Stylistically, the song begins to build in the third verse. The musical space begins to fill, his voice rises in volume and picks up in pace. You get the sense that he is finding some strength, coherence and clarity. That he is painfully healing. For me, the real art of this song is through the form, rather than the content (which is also brilliant). He is showing the listener, as well as telling. And with the building of the song, he notes that he's vulnerable: "Twenty years later trauma has resurfaced // amplified as I wrote this song, I shiver 'cause I'm nervous". This is often the beginning of healing. The ability to confront pain and the confrontation with vulnerability.

 

And then he leaves the personal and addresses the social: "A conversation still not being addressed in black families // the devastation haunting generations and humanity". Although he is writing in the context of American society, we might equally consider the effects of the transmission of trauma still experienced today in our Australian Indigenous populations.
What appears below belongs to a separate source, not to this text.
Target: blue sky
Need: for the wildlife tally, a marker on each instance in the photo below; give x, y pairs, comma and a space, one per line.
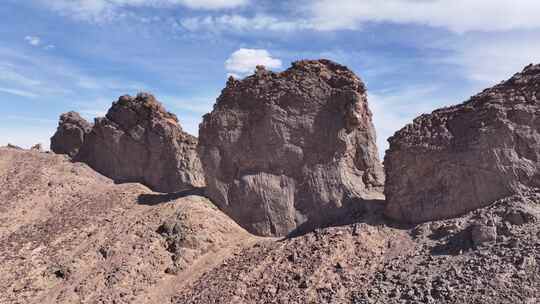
414, 55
A topic on which much more could be written, and on which much more still needs to be said.

 

The final verse is a thing of beauty. He turns to his own healing, and the guilt and the hurt and the hatred that he seeks to set free: "this is transformation". He knows that unless he transforms his trauma, it will be transferred onto and into the next generation, because he himself inherited trauma from his mother, and her from generations before her. Trauma happens when the mind fails to respond to life appropriately. The mind gets stuck, trapped and torn. But healing is possible. Kendrick Lamar's album, and in particular the song Mother I Sober attests to that. It is an example of the innate generative quality of the human mind. That is, there is a drive in the mind toward organisation. When it comes to trauma, the healing process involves transforming what is "stuck" into something which is alive. It is a process of creativity and generativity. It has been observed that many artists have gone through trauma, and that they are often compelled to create. The archetype of "the tortured artist", although probably over blown, holds some merit. It is the creative urge that so often mobilises the healingresponse, and it is through that urge that one reaches for transformation.